= Alevtina Ivanova =

Russian long-distance runner

Alevtina Ivanova (Алевтина Иванова) (born 22 May 1975) is a Russian long-distance runner who specialises in the marathon. She has won at the Prague International Marathon (in 2002) and the Nagano Olympic Commemorative Marathon (in 2007 and 2008). Ivanova has competed much on the road running circuit in the United States and has won the Beach to Beacon 10K, Crim 10-Mile Race, News and Sentinel Half Marathon and America's Finest City Half Marathon.

She has represented Russia internationally in cross country running: she was the best-performing European in the short race at the 2005 IAAF World Cross Country Championships and took part in the 2006 European Cross Country Championships. In addition to professional competition, she has acted as a pacemaker in major marathons in Japan.

==Career==
She made her debut over the classic distance in 2002 at the Prague International Marathon and she won, finishing in a time of 2:32:24. She improved her time further at the Amsterdam Marathon in October, where she ran 2:30:25 for sixth place, and then she took third place at the Honolulu Marathon. The following year she took part in the Nagano Olympic Commemorative Marathon for the first time and finished in second place behind compatriot Madina Biktagirova with a personal best time of 2:29:05. She also ran in the Dublin Marathon (taking fourth) and returned to Honolulu where she improved to second place. At the Park Forest Scenic 10 in Illinois, United States, she ran a course record of 53:18 to win the 10 mi competition.

In 2004, Ivanova ran at the Nagano Marathon for a second time, finishing fourth on this occasion.
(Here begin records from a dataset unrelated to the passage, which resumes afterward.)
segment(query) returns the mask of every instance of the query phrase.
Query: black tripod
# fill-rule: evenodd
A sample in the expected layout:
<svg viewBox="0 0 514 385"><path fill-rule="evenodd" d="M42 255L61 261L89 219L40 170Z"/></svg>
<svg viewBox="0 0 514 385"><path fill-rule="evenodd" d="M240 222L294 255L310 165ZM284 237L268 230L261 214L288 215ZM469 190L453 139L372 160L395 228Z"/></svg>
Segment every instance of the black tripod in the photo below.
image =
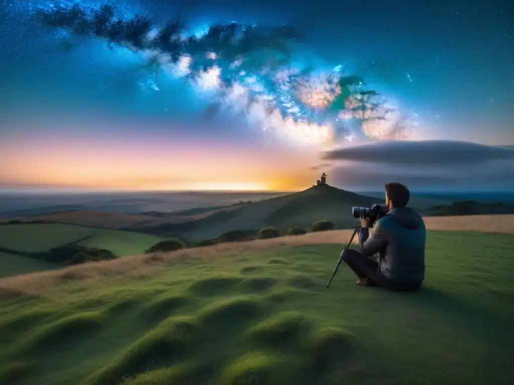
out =
<svg viewBox="0 0 514 385"><path fill-rule="evenodd" d="M334 279L334 277L336 275L336 273L337 273L337 269L339 268L339 265L341 264L341 262L343 260L343 253L344 252L344 251L346 250L346 248L350 248L350 245L352 244L352 242L353 241L353 239L355 237L355 234L356 234L357 233L357 232L358 231L359 231L358 228L356 228L355 230L354 230L353 234L352 234L352 236L350 237L350 241L348 242L348 246L346 247L346 248L343 248L343 251L341 252L341 255L339 256L339 259L337 260L337 264L336 265L336 268L334 270L334 273L332 273L332 278L331 278L330 281L328 281L328 283L326 285L327 287L330 286L330 284L331 283L332 283L332 280Z"/></svg>

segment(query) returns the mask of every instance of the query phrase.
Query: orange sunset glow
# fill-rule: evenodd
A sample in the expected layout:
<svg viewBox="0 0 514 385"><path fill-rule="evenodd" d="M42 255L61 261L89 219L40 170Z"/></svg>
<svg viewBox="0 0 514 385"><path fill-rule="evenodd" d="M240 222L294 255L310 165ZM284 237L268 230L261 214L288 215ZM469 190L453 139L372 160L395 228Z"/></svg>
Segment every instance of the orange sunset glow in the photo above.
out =
<svg viewBox="0 0 514 385"><path fill-rule="evenodd" d="M93 139L94 138L94 139ZM4 185L108 190L295 190L315 181L316 152L228 148L223 143L177 144L135 137L3 143ZM314 181L313 181L314 180Z"/></svg>

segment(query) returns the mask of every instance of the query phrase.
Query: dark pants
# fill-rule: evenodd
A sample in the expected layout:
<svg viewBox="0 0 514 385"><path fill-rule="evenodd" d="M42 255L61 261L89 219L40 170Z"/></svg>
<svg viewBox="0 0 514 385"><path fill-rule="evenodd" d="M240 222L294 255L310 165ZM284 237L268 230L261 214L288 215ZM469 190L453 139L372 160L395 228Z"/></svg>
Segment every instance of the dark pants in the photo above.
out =
<svg viewBox="0 0 514 385"><path fill-rule="evenodd" d="M378 286L393 292L412 292L421 286L420 283L402 284L389 280L378 270L378 262L364 257L355 250L345 249L343 251L343 260L359 278L368 278L370 286Z"/></svg>

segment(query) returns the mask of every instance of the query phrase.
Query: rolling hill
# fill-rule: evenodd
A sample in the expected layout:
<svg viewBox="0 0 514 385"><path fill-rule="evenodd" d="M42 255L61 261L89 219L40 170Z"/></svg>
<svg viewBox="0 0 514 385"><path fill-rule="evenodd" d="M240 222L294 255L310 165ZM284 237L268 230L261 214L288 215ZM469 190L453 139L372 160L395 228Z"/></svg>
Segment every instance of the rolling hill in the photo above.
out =
<svg viewBox="0 0 514 385"><path fill-rule="evenodd" d="M123 257L142 253L161 240L148 234L62 223L2 224L0 277L61 267L45 259L54 247L77 245Z"/></svg>
<svg viewBox="0 0 514 385"><path fill-rule="evenodd" d="M369 207L383 203L378 198L359 195L332 186L316 186L299 192L250 203L236 209L222 210L206 218L180 223L142 225L132 228L160 236L180 237L188 240L215 238L234 229L255 230L268 225L280 229L306 227L327 219L339 227L356 224L354 206Z"/></svg>
<svg viewBox="0 0 514 385"><path fill-rule="evenodd" d="M0 383L513 383L511 234L429 231L408 294L344 266L326 288L342 247L326 235L0 279Z"/></svg>

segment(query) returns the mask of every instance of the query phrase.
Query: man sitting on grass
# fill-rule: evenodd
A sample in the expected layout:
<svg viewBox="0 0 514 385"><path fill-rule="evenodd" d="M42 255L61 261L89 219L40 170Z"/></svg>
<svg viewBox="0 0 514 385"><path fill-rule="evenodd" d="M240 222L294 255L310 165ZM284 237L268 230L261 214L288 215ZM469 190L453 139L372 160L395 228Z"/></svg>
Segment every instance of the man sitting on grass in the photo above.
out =
<svg viewBox="0 0 514 385"><path fill-rule="evenodd" d="M412 291L425 278L427 230L421 216L406 207L407 187L396 182L386 185L387 214L369 233L369 218L361 219L359 249L343 251L342 259L359 277L360 286L378 286L393 291ZM378 261L371 257L378 253Z"/></svg>

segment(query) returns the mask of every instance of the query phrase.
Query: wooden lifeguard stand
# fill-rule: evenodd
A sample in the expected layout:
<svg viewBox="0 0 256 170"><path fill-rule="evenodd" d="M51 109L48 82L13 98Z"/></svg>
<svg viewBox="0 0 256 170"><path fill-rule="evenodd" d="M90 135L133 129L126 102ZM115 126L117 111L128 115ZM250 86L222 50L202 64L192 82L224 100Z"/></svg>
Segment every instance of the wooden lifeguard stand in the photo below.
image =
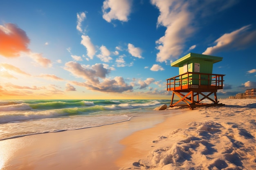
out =
<svg viewBox="0 0 256 170"><path fill-rule="evenodd" d="M223 88L225 75L212 74L213 63L222 57L189 53L173 62L171 66L179 67L179 75L166 79L167 91L173 91L170 107L188 106L191 109L197 107L222 106L219 104L216 92ZM210 96L214 94L214 99ZM180 99L174 101L175 95ZM211 104L202 103L208 99Z"/></svg>

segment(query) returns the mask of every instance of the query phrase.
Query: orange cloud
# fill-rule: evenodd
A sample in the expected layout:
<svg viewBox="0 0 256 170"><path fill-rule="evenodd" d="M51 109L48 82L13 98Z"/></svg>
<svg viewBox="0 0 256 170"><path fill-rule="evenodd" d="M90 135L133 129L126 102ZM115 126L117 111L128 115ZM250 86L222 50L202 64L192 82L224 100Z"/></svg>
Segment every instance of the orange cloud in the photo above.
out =
<svg viewBox="0 0 256 170"><path fill-rule="evenodd" d="M30 40L26 32L14 24L0 25L0 55L5 57L18 57L27 52Z"/></svg>
<svg viewBox="0 0 256 170"><path fill-rule="evenodd" d="M0 63L0 70L3 71L4 70L9 70L10 71L16 72L19 74L24 74L27 76L30 76L29 74L27 73L26 72L21 70L20 68L16 67L12 65L9 64L7 63Z"/></svg>
<svg viewBox="0 0 256 170"><path fill-rule="evenodd" d="M39 75L39 77L43 77L47 79L52 79L58 81L63 81L64 80L64 79L61 78L60 78L56 76L55 75L53 74L42 74Z"/></svg>

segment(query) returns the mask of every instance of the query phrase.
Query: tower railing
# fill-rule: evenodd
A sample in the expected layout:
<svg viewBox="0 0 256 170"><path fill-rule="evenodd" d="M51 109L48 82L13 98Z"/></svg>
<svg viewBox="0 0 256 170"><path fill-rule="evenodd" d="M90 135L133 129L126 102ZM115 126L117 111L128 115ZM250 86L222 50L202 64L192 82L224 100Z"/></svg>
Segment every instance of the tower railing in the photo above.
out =
<svg viewBox="0 0 256 170"><path fill-rule="evenodd" d="M186 72L166 79L167 91L191 88L222 89L225 75Z"/></svg>

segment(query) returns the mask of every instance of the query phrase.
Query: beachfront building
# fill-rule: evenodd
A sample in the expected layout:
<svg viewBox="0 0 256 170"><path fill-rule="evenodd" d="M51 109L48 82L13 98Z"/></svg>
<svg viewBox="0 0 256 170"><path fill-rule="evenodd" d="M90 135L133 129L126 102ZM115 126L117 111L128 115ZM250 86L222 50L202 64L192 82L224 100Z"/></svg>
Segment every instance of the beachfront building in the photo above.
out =
<svg viewBox="0 0 256 170"><path fill-rule="evenodd" d="M247 89L244 93L239 93L235 96L229 96L229 99L256 99L256 88Z"/></svg>
<svg viewBox="0 0 256 170"><path fill-rule="evenodd" d="M225 75L212 74L213 64L222 59L191 53L172 63L171 66L179 68L179 75L166 79L167 90L173 91L170 106L188 106L193 110L197 107L223 106L218 103L216 93L223 88ZM175 99L176 97L179 100ZM202 103L205 99L213 103Z"/></svg>

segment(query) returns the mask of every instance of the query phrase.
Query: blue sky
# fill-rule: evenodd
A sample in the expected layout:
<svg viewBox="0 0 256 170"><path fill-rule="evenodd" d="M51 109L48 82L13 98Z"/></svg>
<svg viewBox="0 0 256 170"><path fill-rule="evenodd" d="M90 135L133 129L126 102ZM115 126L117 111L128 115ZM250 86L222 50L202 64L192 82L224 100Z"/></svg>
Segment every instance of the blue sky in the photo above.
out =
<svg viewBox="0 0 256 170"><path fill-rule="evenodd" d="M223 57L218 97L256 88L252 0L0 4L2 99L169 99L170 64L190 52Z"/></svg>

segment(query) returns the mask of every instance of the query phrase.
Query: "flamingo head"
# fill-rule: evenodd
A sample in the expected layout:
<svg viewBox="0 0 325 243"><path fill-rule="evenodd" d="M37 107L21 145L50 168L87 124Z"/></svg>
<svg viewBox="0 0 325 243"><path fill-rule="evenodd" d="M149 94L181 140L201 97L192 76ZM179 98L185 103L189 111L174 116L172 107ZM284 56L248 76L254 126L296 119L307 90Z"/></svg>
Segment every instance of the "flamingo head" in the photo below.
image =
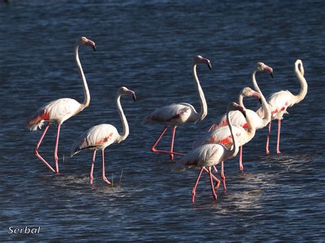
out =
<svg viewBox="0 0 325 243"><path fill-rule="evenodd" d="M136 101L136 97L134 91L129 90L126 87L121 87L119 88L119 90L117 90L117 95L128 95L132 97L134 101Z"/></svg>
<svg viewBox="0 0 325 243"><path fill-rule="evenodd" d="M258 62L256 64L256 71L259 72L263 72L263 71L267 71L267 73L269 73L272 77L274 77L273 76L273 69L272 67L265 65L263 62Z"/></svg>
<svg viewBox="0 0 325 243"><path fill-rule="evenodd" d="M246 118L246 109L245 108L245 107L240 105L235 102L231 102L228 106L227 112L233 110L239 110L243 114L245 118Z"/></svg>
<svg viewBox="0 0 325 243"><path fill-rule="evenodd" d="M193 64L196 65L200 62L202 62L208 65L208 67L209 68L209 69L212 70L212 66L211 66L211 63L210 62L210 60L207 58L203 57L202 56L200 55L197 55L197 56L194 57Z"/></svg>
<svg viewBox="0 0 325 243"><path fill-rule="evenodd" d="M244 97L255 97L258 101L261 101L261 95L259 93L252 90L250 87L245 87L240 93L241 95L243 95Z"/></svg>
<svg viewBox="0 0 325 243"><path fill-rule="evenodd" d="M79 43L82 44L86 44L86 45L91 47L91 48L93 48L93 49L95 51L96 51L96 45L95 45L95 42L93 40L87 39L84 36L80 37L80 40L79 40Z"/></svg>

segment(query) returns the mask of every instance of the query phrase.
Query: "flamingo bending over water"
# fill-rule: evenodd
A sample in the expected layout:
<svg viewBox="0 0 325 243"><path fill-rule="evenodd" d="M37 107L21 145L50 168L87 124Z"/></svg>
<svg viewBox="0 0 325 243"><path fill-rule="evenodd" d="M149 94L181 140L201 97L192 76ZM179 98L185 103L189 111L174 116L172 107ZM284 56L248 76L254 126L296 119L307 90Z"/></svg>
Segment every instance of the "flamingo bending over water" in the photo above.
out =
<svg viewBox="0 0 325 243"><path fill-rule="evenodd" d="M281 120L285 113L288 113L287 109L295 104L300 103L304 99L307 94L308 85L304 77L304 71L302 66L302 62L297 60L295 62L295 73L300 84L300 90L297 95L291 94L288 90L281 90L270 95L268 99L268 104L272 114L272 120L278 119L278 140L276 144L276 153L280 153L280 131L281 127ZM264 108L260 107L256 113L260 117L264 116ZM269 131L266 142L266 153L269 153L269 141L271 133L272 120L269 123Z"/></svg>
<svg viewBox="0 0 325 243"><path fill-rule="evenodd" d="M95 42L91 40L87 39L86 37L81 37L76 42L75 46L75 59L77 62L77 66L79 69L79 73L80 74L82 85L84 87L84 101L80 103L78 101L70 99L63 98L59 99L48 103L43 105L39 108L36 112L30 116L26 121L26 127L31 131L36 131L38 128L41 128L44 124L44 122L47 121L48 123L44 129L40 138L37 143L35 149L34 151L35 155L36 155L53 172L59 172L59 166L58 164L58 147L59 142L60 129L61 125L66 120L70 117L78 114L84 108L89 105L91 101L91 95L89 94L89 90L88 88L87 82L86 77L82 71L82 67L79 60L78 50L79 47L83 45L88 45L91 47L94 51L96 51ZM58 125L58 132L56 135L56 147L54 151L54 160L56 164L56 170L51 166L45 159L38 153L38 148L40 147L40 143L43 140L47 129L50 124L56 123Z"/></svg>
<svg viewBox="0 0 325 243"><path fill-rule="evenodd" d="M157 123L165 125L165 127L164 129L156 141L152 145L151 151L154 153L169 153L171 160L173 160L173 154L184 155L182 153L173 151L173 141L177 126L180 126L186 123L195 123L198 120L202 120L204 119L204 118L206 116L206 114L208 114L208 106L204 98L204 94L201 88L197 75L196 74L196 66L199 63L206 64L208 65L210 70L211 70L212 67L211 64L208 59L202 57L200 55L197 55L194 57L193 62L193 74L194 80L195 81L196 88L200 96L201 112L197 113L192 105L186 103L173 103L169 105L165 105L156 109L154 112L145 117L143 121L143 124ZM167 151L156 149L156 146L160 140L161 138L169 126L173 127L170 151Z"/></svg>
<svg viewBox="0 0 325 243"><path fill-rule="evenodd" d="M88 130L81 134L75 141L71 146L71 157L84 149L94 151L93 156L93 164L91 170L91 184L93 185L94 177L93 172L95 165L95 157L97 150L101 151L101 158L103 162L103 180L110 184L110 181L105 176L105 165L104 165L104 149L108 146L113 143L120 143L125 140L129 135L129 126L126 120L125 116L123 112L121 105L120 98L123 95L129 95L132 97L135 101L136 100L134 91L128 89L125 87L121 87L117 93L116 103L117 111L121 117L123 123L123 133L119 134L115 127L110 124L101 124L94 126Z"/></svg>
<svg viewBox="0 0 325 243"><path fill-rule="evenodd" d="M194 203L194 199L195 196L196 187L199 183L201 175L206 167L208 167L210 182L211 185L211 189L213 197L215 200L217 200L217 194L215 193L215 187L213 183L213 175L211 172L211 166L214 166L219 163L221 163L221 177L224 176L224 166L223 162L228 159L235 157L238 153L238 140L234 136L231 120L229 118L229 112L232 110L239 110L241 112L244 112L244 108L232 102L230 103L227 108L227 119L229 129L230 130L231 136L234 141L234 146L231 149L227 149L224 144L219 143L212 143L208 144L203 144L192 149L189 151L184 157L180 159L176 164L176 170L180 170L184 168L191 168L193 166L200 166L201 170L200 170L199 175L195 181L194 187L192 189L192 203Z"/></svg>
<svg viewBox="0 0 325 243"><path fill-rule="evenodd" d="M249 118L252 120L252 125L254 125L254 129L256 130L261 129L265 127L271 120L271 112L269 109L269 105L267 105L265 98L264 97L264 95L263 94L262 92L261 91L261 89L259 88L257 84L256 79L255 77L256 73L257 72L263 72L263 71L267 71L267 73L270 74L271 77L273 77L272 68L271 68L270 66L267 65L265 65L263 62L258 62L256 64L256 68L253 70L253 73L252 74L252 81L253 83L253 87L254 90L256 90L258 92L258 95L255 94L255 97L258 99L258 97L260 97L260 102L262 103L262 107L264 108L266 115L262 118L259 117L258 115L256 114L256 112L255 112L254 111L252 110L249 110L249 109L246 110L246 114L248 114L248 116L249 116ZM243 106L243 97L248 97L248 94L245 94L245 93L239 94L239 96L238 98L239 105ZM248 129L248 123L246 121L246 119L243 117L241 112L239 112L239 111L231 112L230 114L230 118L232 124L234 124L234 125L241 126L245 128L245 129ZM226 125L227 125L227 119L226 119L226 115L224 115L219 123L211 126L211 127L209 129L209 131L213 129L215 129L218 127L220 127L222 126L226 126ZM222 133L220 131L220 134L218 135L219 140L220 140L220 142L222 141L223 142L231 146L232 144L232 142L230 139L229 139L230 138L230 134L228 134L228 136L226 136L227 130L225 130L225 131L226 132L224 132L224 133ZM241 133L239 133L237 134L241 134ZM223 134L223 136L221 136L221 134ZM247 140L245 139L244 140ZM246 142L248 142L249 140L247 140ZM242 155L243 146L242 146L246 143L246 142L241 143L241 142L243 141L241 140L240 141L241 142L239 142L239 144L241 144L239 147L239 170L241 171L243 170L243 162L242 162L242 157L243 157L243 155Z"/></svg>

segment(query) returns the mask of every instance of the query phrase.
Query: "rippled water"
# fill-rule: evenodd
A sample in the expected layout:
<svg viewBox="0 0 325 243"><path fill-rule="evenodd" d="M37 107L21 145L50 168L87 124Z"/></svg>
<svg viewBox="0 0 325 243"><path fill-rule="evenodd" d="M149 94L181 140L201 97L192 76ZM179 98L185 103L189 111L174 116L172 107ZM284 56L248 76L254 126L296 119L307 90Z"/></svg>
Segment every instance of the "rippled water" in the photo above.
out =
<svg viewBox="0 0 325 243"><path fill-rule="evenodd" d="M0 240L324 240L322 1L45 2L0 3ZM80 36L97 47L96 53L86 48L80 52L91 105L62 127L60 175L56 176L33 154L41 132L29 132L23 123L49 101L82 100L73 53ZM208 115L177 129L175 149L180 152L190 149L243 87L252 86L258 61L274 71L273 79L257 77L265 96L299 91L293 70L298 58L309 90L285 117L281 154L275 153L276 125L269 155L264 153L267 131L258 131L244 148L245 172L238 172L238 157L227 161L227 192L219 190L214 201L203 177L192 204L198 170L172 172L168 156L149 152L162 127L141 122L171 102L199 109L191 67L197 54L213 67L197 68ZM101 179L100 156L91 187L92 153L83 151L65 164L62 157L93 125L109 123L121 129L114 100L122 85L139 99L122 101L130 134L106 149L106 173L110 179L113 174L114 187ZM256 105L254 101L248 104ZM52 164L56 132L50 127L40 149ZM162 147L168 146L169 136ZM41 229L37 235L9 234L12 226Z"/></svg>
She started a tour of the United States and ran in a succession of races in August. She started with a third-place finish at the Beach to Beacon race, scored a victory in the 7 mi Falmouth Road Race the following week, won at the America's Finest City Half Marathon the next weekend, and then beat all comers at the News and Sentinel Half Marathon in Parkersburg, West Virginia a week later. She closed the year with a fourth-place finish at the Honolulu Marathon.

She won the Russian cross country running championships at the start of 2005 and entered the short race at the 2005 IAAF World Cross Country Championships. She placed tenth in the race – the best performance by an athlete outside of the dominant teams of Kenya and Ethiopia. A return to the Beach to Beacon race saw her finish as runner-up to Lornah Kiplagat. Ivanova was eighth at the Virginia Beach Half Marathon. She was employed as the pacemaker for the 2005 Tokyo International Women's Marathon and led the race up to the 25 km point. She again ran in Honolulu and reached the podium by taking third place.

At the start of 2006, she set a course record at the Uptown Run in Dallas, Texas, winning the 8 km race in a time of 25:16. She set a number of bests from 15 km to 25 km at the Nagoya Women's Marathon, although she failed to finish the race. In her third attempt at the Beach to Beacon Race she beat Edna Kiplagat to win the title of the 10K competition. She also won the News and Sentinel Half Marathon for a second time in August 2006, and also took the title at the Crim 10-Mile Race in Flint, Michigan that month. At the end of the year she represented Russia at the 2006 European Cross Country Championships, where she was sixteenth and helped the Russia women's team to fourth place along with Mariya Konovalova. She acted as the pacemaker for the Tokyo Women's Marathon in November and she set an unofficial best of 1:10:53 over the half marathon distance.

She won the 2007 Nagano Marathon, building up a large lead in the final stages to score a personal best of 2:27:49, as well as a win over Dire Tune, among others. Ivanova competed in India for the first time at the Delhi Half Marathon and she finished in eighth place. The following year's Nagano Marathon brought even further improvement for the Russian as she not only defended her title, but knocked over a minute off her best with a run of 2:26:39.

Ivanova led the 2009 Rock 'n' Roll Las Vegas Marathon for much of the race, but she was eventually overhauled by Caroline Rotich. She managed to finish as runner-up to Helena Kirop at the 2010 Prague Marathon, running one of her fastest times with 2:27:36. She was sixth at the Yokohama Women's Marathon in her first race of 2011. She won the Saint Petersburg Marathon in June then returned to Yokohama for its new November timing, but was outside of the top ten. She returned to the podium at the San Diego Marathon in June 2012, winning the race in a time of 2:27:44 hours.

== Personal bests ==

| Event | Time (h:m:s) | Venue | Date |
|---|---|---|---|
| 10 km | 31:26 | Cape Elizabeth, Maine, United States | 5 August 2006 |
| Half marathon | 1:11:08 | Nagoya, Japan | 12 March 2006 |
| Marathon | 2:26:38 | Nagano, Japan | 20 April 2008 |

- All information taken from IAAF profile.